Pieve di San Zaccaria

04.04.2014 03:11

PIEVE DI SAN ZACCARIA

ROCCA SUSELLA

 

 

 

Costruita probabilmente nella prima metà del XII secolodai maestri comacini, è' citata per la prima volta in un documento del 1164 e nominata nel 1198 in una bolla di Papa Innocenzo l. Da essa, come Capo-Pieve, dipesero fino al 1700 le parrocchie di Sant'Eusebio, Montesegale, Sanguignano, San Giovanni di Piumesana, Groppo, Susella e GodiascO. Nel 1820 fu ridotta a semplice parrocchia. La maggior parte dell'edificio fu in seguito sconsacrata ed utilizzata per scopi agricoli.

San Zaccaria è una chiesa orientata, con tre navate scandite da pilastri di varia sezione. In questo corpo s'innestano due absidi, una minore al termine della navata settentrionale ed una maggiore a conclusione della navata centrale. L'arcata trionfale è moderna. All'interno il coro è coperto da una volta a botte. Una parte della navata meridionale è stata ricostruita nel XX secolo, dopo l'abbattimento della casa parrocchiale, ed è coperta da un tetto. Qui una scala con gradini in pietra consente di scendere ad un locale sottostante, con volte in pietra piuttosto irregolari.

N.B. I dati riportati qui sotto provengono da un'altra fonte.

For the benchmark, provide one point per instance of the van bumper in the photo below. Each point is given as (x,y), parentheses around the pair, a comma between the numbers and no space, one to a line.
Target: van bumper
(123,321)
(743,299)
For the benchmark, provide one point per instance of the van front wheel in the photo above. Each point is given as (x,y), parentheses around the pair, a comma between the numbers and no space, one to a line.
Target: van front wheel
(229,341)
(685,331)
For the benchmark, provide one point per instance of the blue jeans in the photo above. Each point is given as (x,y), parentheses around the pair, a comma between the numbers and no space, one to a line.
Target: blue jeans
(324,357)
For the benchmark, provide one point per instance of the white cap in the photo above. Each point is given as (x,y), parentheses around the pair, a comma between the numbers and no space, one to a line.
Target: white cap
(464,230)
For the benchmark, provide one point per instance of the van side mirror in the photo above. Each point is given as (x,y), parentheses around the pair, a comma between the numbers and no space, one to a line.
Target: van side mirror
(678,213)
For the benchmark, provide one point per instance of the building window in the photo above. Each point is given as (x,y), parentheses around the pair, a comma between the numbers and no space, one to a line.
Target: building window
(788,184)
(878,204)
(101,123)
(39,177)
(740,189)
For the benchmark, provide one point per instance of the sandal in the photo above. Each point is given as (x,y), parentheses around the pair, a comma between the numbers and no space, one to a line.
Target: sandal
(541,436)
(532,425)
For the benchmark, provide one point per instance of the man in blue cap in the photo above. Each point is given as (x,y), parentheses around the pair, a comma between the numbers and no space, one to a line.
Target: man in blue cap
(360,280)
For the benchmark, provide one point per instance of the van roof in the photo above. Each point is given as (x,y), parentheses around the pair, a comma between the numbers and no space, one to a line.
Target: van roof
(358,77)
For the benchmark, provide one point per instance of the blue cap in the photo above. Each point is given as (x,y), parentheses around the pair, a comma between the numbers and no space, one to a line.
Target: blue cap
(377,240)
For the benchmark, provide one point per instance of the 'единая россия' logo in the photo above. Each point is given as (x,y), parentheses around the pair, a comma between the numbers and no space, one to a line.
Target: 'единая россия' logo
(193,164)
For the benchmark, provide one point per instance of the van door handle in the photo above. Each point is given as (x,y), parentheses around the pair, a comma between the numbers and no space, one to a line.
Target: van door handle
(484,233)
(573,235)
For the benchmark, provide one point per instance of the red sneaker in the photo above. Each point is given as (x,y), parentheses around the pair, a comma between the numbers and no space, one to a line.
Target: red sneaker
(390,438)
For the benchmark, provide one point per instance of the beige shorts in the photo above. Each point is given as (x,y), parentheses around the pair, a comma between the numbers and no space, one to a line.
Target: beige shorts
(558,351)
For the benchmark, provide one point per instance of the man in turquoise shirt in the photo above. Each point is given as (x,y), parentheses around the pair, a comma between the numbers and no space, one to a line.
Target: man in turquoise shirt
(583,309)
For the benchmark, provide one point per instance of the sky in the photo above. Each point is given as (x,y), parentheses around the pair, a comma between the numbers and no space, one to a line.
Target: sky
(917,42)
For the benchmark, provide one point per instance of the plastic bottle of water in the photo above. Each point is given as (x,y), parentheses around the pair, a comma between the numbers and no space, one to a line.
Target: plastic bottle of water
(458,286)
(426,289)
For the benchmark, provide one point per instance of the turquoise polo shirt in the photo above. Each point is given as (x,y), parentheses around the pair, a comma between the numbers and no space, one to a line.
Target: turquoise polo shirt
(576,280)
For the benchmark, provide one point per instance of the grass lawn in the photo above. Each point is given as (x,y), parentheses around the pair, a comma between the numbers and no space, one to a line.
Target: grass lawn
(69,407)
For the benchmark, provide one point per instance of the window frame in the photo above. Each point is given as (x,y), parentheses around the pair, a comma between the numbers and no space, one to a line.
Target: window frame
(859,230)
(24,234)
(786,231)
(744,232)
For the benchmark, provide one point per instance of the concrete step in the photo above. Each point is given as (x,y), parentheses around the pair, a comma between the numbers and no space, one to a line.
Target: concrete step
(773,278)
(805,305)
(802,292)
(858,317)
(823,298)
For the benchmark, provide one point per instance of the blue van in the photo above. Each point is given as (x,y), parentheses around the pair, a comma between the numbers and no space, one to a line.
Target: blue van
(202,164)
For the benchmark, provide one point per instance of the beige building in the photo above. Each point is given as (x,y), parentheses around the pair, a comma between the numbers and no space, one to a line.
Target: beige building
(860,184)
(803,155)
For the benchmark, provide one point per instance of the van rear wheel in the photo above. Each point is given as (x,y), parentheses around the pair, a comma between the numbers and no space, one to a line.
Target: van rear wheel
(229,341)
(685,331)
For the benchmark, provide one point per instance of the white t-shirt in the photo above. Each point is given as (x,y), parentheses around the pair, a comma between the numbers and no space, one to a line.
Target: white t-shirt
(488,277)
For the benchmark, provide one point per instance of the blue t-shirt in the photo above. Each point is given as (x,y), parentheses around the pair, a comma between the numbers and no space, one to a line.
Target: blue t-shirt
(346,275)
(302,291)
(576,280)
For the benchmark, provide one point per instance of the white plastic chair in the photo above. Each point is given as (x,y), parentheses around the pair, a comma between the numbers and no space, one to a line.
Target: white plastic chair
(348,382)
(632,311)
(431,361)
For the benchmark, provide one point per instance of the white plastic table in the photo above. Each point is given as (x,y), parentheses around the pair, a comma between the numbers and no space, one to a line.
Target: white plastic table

Probabilmente si trattava della cantina della casa parrocchiale, databile alla fine del XVI secolo. La facciata e la controfacciata sono caratterizzate da una muratura listata che alterna fasce in arenaria e in laterizi, mentre tutto il resto è in pietra. Lesene verticali e cordoni in arenaria dividono la facciata in cinque scomparti; a partire dall'alto si possono osservare due oculi con profili in arenaria fortemente strombati, una bifora inclusa in un rincasso quadrangolare e poggiante su una coppia di pilastrini, ed il portale; la sommità della facciata è andata distrutta. La lunetta è oggi priva di decorazione, ma sembra che intorno al 1900 il pittore vogherese Edoardo Cerutti vi dipinse a finto mosaico una scena della vita di San Zaccaria. Dopo essere rimasta per molto tempo con un profilo a capanna, la facciata è stata trasformata secondo un prospetto a salienti, probabilmente sulla base di tracce riscontrate nella muratura.

I materiali arenacei usati in San Zaccaria, provenienti da cave dell'Oltrepò Pavese, sebbene molto adatti alla scultura, sono particolarmente soggetti al deterioramento a causa degli agenti atmosferici. L'interno conserva ancora alcuni capitelli romanici. Ai lati del presbiterio ci sono due capitelli scolpiti di sezione complessa, che sporgono molto rispetto agli archi sovrastanti e sorretti da semipilastri a fascio. Tutti i pezzi sono impostati su un collarino torico e sono costituiti da un abaco decorato con motivi a treccia o a palmetta e da un echino figurato. Questo tipo di struttura viene ripreso anche nelle chiese romaniche di Pavia. La scena sul capitello meridionale riguarda l'ambito iconografico del destino ultraterreno dell'anima del Buono, che viene definita come tale attraverso la pesatura e quindi strappata al demonio da figure angeliche, solitamente l'arcangelo Michele. In questo capitello la figura simboleggiante l'anima viene afferrata da un personaggio di dimensioni maggiori, che per l'aureola e le grandi ali si identifica come angelo. Un essere alato di dimensioni minori trattiene invece l'anima per un piede; questa figura non ha l'aureola, ha ventre accentuato e costole in evidenza, e la presenza di un serpente attorcigliato accanto ad essa riconduce all'iconografia del demonio. La scena è quindi quella che in arte è definita Contesa dell'anima. Dal punto di vista compositivo, lo scultore ha cercato di riempire tutto lo spazio disponibile. Il pilastrino settentrionale è in parte perduto; vi si leggono solamente alcuni motivi a intreccio. Sul suo capitello è invece scolpita una scena di lotta con animali e uomini. Il combattimento si svolge senza continuità su tutte le facce del capitello. Nella pieve il rilievo è più marcato e allo stesso tempo più fluido nei capitellini del chiostro e delle bifore. All'esterno si possono ancora vedere dei capitellini a foglie stilizzate.

 

 

 

Federica Scarrione, La pieve di San Zaccaria in Oltrepò pavese, Pavia, Liutprand, 1998.